Elsevier

Carbohydrate Polymers

Volume 143, 5 June 2016, Pages 131-138
Carbohydrate Polymers

A polysaccharide fraction from Achillea millefolium increases cytokine secretion and reduces activation of Akt, ERK and NF-κB in THP-1 monocytes

https://doi.org/10.1016/j.carbpol.2016.02.017Get rights and content

Highlights

  • A polysaccharide, Am-25-d, was isolated from Achillea millefolium.

  • Am-25-d increased LPS-induced cytokine secretion by THP-1 monocytes.

  • Am-25-d decreased LPS-induced phosphorylation/activation of Akt, ERK1/2 and NF-κB.

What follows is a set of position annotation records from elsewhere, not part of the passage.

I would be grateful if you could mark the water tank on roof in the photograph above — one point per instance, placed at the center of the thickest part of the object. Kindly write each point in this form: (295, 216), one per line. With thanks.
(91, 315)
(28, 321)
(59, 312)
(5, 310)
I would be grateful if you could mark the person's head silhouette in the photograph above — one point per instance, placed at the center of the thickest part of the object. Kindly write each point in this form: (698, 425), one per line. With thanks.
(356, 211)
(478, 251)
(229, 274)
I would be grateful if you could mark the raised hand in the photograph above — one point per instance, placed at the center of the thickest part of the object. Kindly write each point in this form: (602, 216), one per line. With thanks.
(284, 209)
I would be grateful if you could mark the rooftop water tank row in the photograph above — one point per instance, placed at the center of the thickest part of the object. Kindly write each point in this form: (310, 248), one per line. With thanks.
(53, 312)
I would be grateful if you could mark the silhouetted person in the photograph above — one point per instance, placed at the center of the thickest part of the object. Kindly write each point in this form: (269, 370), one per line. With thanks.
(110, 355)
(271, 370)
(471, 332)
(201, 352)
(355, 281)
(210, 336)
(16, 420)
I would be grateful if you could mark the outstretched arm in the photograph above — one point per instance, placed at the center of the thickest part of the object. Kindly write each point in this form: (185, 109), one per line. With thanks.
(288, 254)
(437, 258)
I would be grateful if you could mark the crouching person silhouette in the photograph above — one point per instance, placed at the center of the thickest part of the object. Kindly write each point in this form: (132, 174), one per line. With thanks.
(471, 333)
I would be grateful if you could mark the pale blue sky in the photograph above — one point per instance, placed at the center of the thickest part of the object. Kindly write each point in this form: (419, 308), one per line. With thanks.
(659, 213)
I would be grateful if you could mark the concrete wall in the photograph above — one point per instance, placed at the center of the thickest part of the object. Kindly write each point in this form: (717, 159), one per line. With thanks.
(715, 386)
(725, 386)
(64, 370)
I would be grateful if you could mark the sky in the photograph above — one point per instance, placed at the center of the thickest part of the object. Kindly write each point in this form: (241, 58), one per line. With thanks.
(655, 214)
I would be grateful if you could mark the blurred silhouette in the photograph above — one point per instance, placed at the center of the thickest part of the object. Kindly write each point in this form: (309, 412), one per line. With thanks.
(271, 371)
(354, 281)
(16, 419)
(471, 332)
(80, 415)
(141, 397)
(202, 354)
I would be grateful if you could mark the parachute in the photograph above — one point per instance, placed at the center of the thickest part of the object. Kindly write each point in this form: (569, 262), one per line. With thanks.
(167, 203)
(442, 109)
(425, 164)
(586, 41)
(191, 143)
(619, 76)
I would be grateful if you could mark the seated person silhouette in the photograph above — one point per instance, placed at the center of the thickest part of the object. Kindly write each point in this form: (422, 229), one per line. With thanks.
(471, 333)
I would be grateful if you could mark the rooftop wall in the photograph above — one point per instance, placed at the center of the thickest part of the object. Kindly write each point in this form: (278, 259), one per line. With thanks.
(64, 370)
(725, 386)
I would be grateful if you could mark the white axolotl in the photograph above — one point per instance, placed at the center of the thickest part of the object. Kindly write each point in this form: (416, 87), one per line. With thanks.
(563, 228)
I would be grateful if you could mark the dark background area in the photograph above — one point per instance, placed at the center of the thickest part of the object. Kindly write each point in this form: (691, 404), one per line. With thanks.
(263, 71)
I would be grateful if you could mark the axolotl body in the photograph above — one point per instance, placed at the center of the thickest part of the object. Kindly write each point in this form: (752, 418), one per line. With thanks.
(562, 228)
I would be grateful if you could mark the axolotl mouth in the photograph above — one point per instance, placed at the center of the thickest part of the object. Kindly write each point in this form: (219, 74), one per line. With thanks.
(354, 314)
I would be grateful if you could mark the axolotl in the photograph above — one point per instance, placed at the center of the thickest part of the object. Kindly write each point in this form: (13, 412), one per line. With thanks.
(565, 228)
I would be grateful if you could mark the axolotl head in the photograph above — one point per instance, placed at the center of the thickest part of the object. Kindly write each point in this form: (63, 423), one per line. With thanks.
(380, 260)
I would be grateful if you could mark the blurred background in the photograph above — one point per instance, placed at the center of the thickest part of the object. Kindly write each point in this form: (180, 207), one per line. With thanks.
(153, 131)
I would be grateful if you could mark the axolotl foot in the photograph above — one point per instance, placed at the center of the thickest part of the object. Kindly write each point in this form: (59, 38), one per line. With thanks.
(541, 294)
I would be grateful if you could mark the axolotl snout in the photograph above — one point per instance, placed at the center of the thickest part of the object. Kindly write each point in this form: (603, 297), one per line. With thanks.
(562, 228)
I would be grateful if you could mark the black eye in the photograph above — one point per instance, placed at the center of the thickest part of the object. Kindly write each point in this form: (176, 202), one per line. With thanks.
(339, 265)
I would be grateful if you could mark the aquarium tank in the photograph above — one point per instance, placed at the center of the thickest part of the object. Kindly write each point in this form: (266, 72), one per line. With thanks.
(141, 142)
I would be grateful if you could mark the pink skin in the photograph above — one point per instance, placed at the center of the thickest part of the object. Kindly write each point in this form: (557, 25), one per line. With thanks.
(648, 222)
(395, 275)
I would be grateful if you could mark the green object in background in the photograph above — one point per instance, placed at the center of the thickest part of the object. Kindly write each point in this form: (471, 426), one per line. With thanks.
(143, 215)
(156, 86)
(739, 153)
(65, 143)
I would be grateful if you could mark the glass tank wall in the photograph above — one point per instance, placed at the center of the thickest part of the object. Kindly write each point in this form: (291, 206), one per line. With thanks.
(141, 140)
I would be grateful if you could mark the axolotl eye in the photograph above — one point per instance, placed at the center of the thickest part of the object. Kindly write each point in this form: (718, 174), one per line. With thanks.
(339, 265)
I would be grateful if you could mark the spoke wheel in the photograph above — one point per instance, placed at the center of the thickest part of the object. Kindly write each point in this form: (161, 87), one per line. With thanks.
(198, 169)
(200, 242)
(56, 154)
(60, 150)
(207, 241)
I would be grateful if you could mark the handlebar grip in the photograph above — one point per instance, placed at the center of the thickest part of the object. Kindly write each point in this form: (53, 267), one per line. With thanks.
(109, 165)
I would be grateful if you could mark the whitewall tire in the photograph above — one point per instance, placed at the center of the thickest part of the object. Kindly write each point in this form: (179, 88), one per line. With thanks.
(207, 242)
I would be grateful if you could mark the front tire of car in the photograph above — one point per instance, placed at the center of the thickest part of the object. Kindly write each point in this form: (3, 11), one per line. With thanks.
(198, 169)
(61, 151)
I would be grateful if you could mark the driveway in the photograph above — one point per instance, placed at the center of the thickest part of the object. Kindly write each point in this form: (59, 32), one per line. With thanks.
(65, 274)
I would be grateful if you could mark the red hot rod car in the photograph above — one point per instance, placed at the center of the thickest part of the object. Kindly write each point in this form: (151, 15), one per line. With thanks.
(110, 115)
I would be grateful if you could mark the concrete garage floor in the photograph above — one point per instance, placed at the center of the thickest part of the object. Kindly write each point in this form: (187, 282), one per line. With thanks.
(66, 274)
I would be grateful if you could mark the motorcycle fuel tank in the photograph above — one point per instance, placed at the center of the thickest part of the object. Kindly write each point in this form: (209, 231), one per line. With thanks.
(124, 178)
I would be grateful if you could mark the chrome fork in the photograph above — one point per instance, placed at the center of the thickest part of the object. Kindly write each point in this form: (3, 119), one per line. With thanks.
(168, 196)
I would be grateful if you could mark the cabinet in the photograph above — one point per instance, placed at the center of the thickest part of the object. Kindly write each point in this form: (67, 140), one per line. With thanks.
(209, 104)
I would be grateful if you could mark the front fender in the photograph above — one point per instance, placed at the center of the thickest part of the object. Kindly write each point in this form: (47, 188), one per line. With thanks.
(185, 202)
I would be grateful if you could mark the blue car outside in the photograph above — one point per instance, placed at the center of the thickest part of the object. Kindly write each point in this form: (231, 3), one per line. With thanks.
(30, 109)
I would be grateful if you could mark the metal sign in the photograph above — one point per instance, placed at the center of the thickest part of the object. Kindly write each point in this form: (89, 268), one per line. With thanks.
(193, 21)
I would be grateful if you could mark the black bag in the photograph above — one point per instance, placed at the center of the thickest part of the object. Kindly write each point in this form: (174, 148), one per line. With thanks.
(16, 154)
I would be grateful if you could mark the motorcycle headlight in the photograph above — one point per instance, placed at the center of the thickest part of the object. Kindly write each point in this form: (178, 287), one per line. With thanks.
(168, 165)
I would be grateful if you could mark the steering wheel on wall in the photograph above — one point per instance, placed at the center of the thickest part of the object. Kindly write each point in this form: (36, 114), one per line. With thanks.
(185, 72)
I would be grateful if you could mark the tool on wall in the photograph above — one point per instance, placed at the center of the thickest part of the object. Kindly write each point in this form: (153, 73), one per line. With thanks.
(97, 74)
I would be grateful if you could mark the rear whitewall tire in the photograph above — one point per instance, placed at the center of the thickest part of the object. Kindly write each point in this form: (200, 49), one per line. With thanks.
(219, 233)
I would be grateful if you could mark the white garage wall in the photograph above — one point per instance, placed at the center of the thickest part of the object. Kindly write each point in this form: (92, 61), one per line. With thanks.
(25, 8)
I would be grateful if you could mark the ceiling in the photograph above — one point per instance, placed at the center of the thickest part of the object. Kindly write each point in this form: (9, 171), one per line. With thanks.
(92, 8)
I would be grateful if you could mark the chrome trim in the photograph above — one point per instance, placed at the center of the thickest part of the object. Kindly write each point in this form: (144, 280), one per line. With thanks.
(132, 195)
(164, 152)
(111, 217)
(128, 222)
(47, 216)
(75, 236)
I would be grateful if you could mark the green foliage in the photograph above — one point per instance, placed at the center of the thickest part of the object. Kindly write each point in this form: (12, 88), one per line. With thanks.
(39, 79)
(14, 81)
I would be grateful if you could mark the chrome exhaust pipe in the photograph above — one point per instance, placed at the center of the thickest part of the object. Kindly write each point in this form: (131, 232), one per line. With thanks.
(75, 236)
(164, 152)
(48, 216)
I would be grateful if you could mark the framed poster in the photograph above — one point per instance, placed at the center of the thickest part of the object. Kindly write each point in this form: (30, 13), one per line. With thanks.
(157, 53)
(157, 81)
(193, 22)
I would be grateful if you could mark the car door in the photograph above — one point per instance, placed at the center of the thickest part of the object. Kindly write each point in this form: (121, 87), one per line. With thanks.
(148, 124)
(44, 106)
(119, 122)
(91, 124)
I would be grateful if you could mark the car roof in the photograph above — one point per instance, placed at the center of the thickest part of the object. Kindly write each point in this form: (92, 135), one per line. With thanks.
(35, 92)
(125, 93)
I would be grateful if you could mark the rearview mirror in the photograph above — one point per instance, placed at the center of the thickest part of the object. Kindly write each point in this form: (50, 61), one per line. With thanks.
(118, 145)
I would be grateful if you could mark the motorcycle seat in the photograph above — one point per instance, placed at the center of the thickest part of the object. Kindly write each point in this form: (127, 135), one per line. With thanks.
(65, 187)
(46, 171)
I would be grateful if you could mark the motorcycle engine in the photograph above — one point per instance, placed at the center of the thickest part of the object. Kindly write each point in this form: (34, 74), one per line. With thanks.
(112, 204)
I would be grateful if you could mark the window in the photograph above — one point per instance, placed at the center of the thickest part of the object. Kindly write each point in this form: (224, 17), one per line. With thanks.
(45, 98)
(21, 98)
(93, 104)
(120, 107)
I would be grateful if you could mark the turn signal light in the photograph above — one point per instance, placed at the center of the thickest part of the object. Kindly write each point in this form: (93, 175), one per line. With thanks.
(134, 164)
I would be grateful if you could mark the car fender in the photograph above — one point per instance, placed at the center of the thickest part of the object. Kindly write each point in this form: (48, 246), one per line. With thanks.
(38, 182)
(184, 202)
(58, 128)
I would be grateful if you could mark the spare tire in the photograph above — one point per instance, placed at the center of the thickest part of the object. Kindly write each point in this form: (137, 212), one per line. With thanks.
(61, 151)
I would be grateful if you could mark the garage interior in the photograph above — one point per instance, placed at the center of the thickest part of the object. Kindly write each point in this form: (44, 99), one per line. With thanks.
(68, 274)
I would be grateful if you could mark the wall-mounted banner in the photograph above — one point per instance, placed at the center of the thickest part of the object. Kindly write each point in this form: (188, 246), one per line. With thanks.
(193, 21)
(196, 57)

  • Am-25-d may be of use as an immunoenhancer.

Abstract

Achillea millefolium has been used in traditional medicine for a number of ailments, including skin inflammation and wounds. A polysaccharide fraction (Am-25-d) isolated from aqueous extract from A. millefolium had an average molecular weight of 270 kDa and a monosaccharide composition of GalA, Gal, Ara, Xyl, Rha in molar ratio of 28:26:23:9:7. THP-1 cells primed with IFN-γ and stimulated with LPS in the presence of Am-25-d secreted more IL-1β, IL-8, IL-10, IL-12p40, IL-23 and TNF-α than THP-1 cells stimulated in the absence of Am-25-d. However, when added to unstimulated cells Am-25-d did not increase secretion of the cytokines examined. Stimulating THP-1 monocytes in the presence of Am-25-d led to decreased nuclear concentrations of NF-κB and phosphorylation of ERK1/2 and Akt kinases compared with that when the cells were stimulated without Am-25-d. These findings indicate that Am-25-d isolated from A. millefolium has immunoenhancing properties that may be mediated via the Akt pathway.

Introduction

Achillea millefolium, commonly known as yarrow, is native in most of Europe, North America and Asia where it grows in dry banks and fields. The medicinal properties of A. millefolium are recognized worldwide and the plant is included in the national Pharmacopoeias of several countries. It has been used to treat gastrointestinal disorders, loss of appetite, menstrual problems, skin inflammation, wounds and external bleeding (Applequist and Moerman, 2011, Nemeth and Bernath, 2008, Saeidnia et al., 2011).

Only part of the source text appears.